# ISO macaroni and cheese recipe



## PiecesOfGlass (Nov 16, 2008)

It might seem weird that I don't know how to make that course, especially considering everyone always says it's so easy.. But I'm from Sweden and here it's all meatballs, blood sausage, bodycakes (yes, that is the translation if I am to make an attempt at it, or at least if you translate it word for word.. though I think _potato dumpling_ would fit better) and so on. 

Anyway, I want to make it completely right, so I thought maybe you could help me with a recipe?


----------



## GotGarlic (Nov 16, 2008)

Cook's Illustrated magazine has an excellent recipe for mac 'n cheese.

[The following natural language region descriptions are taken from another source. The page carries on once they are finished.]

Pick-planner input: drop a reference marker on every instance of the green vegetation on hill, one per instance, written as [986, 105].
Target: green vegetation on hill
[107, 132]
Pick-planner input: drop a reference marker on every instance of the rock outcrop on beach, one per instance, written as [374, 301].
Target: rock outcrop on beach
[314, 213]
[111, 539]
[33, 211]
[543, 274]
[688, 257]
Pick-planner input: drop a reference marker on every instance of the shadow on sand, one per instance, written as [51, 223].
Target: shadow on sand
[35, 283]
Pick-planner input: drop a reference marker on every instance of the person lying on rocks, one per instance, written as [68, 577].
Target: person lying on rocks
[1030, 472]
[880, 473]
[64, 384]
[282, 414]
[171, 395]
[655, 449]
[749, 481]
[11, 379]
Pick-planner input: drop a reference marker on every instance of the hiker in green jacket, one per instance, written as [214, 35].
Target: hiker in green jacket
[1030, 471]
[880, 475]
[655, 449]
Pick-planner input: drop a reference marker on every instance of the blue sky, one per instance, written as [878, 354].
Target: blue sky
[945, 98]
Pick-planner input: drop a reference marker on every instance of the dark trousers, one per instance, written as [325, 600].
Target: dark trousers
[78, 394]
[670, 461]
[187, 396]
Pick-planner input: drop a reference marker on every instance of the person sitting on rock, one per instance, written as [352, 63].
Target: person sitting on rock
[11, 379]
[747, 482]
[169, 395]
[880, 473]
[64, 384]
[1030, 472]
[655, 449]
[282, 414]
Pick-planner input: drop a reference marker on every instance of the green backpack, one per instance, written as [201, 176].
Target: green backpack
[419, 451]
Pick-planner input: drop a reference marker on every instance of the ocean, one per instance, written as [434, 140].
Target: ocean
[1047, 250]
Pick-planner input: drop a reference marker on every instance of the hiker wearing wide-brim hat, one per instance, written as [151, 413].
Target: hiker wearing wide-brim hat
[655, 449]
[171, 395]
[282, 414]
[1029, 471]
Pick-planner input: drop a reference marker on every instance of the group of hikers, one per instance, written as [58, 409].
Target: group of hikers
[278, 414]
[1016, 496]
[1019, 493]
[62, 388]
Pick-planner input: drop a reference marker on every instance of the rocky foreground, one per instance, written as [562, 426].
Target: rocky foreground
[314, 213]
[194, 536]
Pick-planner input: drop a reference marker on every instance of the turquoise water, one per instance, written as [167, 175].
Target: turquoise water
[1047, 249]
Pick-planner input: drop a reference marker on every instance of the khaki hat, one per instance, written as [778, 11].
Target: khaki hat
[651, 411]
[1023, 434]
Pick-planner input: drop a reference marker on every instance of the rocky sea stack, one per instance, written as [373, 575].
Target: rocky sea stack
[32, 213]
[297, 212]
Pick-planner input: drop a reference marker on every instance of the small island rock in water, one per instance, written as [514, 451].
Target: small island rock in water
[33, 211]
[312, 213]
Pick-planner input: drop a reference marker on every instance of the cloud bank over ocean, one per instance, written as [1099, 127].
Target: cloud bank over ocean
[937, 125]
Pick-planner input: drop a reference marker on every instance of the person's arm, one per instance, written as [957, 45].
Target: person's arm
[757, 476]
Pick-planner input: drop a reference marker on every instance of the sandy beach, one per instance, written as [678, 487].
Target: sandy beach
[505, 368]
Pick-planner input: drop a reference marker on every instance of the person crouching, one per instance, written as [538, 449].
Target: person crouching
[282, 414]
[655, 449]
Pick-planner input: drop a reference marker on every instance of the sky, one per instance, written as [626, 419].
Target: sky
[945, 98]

Here's one posted online: My Little Corner of Culinary Basics - Recipes - Macaroni and Cheese


----------



## kitchenelf (Nov 16, 2008)

*Google Advanced Search*

Hi PiecesofGlass,

There's nothing better than mac and cheese on a cold day!!!  I make a bechemel sauce then add the cheeses I want.  We have tried ALL kinds of cheese i.e., smoked mozzarella/gouda, cheddar, sharp cheddar, parmesan, asiago, gruyere, bleu cheese, etc., etc.  We have found that when we crave mac and cheese we simply want the "original" - good ol' cheddar.  Sharp will work just fine for us too.  Once you make your bechemel turn off the heat and stir in your grated cheese until melted.  Add your cooked macaroni.  You can either eat as is or place in a buttered casserole, top with breadcrumbs, and bake for about 30 minutes or so at 350 degrees F.  We find we like it unbaked as it stays creamier.

I have done an Advanced Google Search here at Discuss Cooking to give you some other options.  If you save the Advanced Google Search link on your Bookmarks you can search for lots of things here at DC.  Simply type in the words you are looking for.  In this case I typed Macaroni and Cheese in the box with the title *this exact wording or phrase:* then enter discusscooking.com where it says _*Search within a site or domain:*_, then click Advanced Search in the lower right corner.  This is what it found 

I hope that helps in your search for your recipes.  There are lots here and it's always fun to browse the posts.  People will give their version of recipes and then someone will give a twist on that version.  I have found a few recipes that have become part of our Thanksgiving meal.


----------



## RobsanX (Nov 17, 2008)

kitchenelf said:


> Hi PiecesofGlass,
> 
> There's nothing better than mac and cheese on a cold day!!!  *I make a bechemel sauce then add the cheeses I want.*  We have tried ALL kinds of cheese i.e., smoked mozzarella/gouda, cheddar, sharp cheddar, parmesan, asiago, gruyere, bleu cheese, etc., etc.  *We have found that when we crave mac and cheese we simply want the "original" - good ol' cheddar.  Sharp will work just fine for us too.  Once you make your bechemel turn off the heat and stir in your grated cheese until melted.  Add your cooked macaroni.*  You can either eat as is or place in a buttered casserole, top with breadcrumbs, and bake for about 30 minutes or so at 350 degrees F.  We find we like it unbaked as it stays creamier.



Couldn't agree more. Keep it simple!


----------



## snack_pack85 (Nov 17, 2008)

You have all got me in the mood for great mac and cheese, and I've already had dinner...what's a girl to do?


----------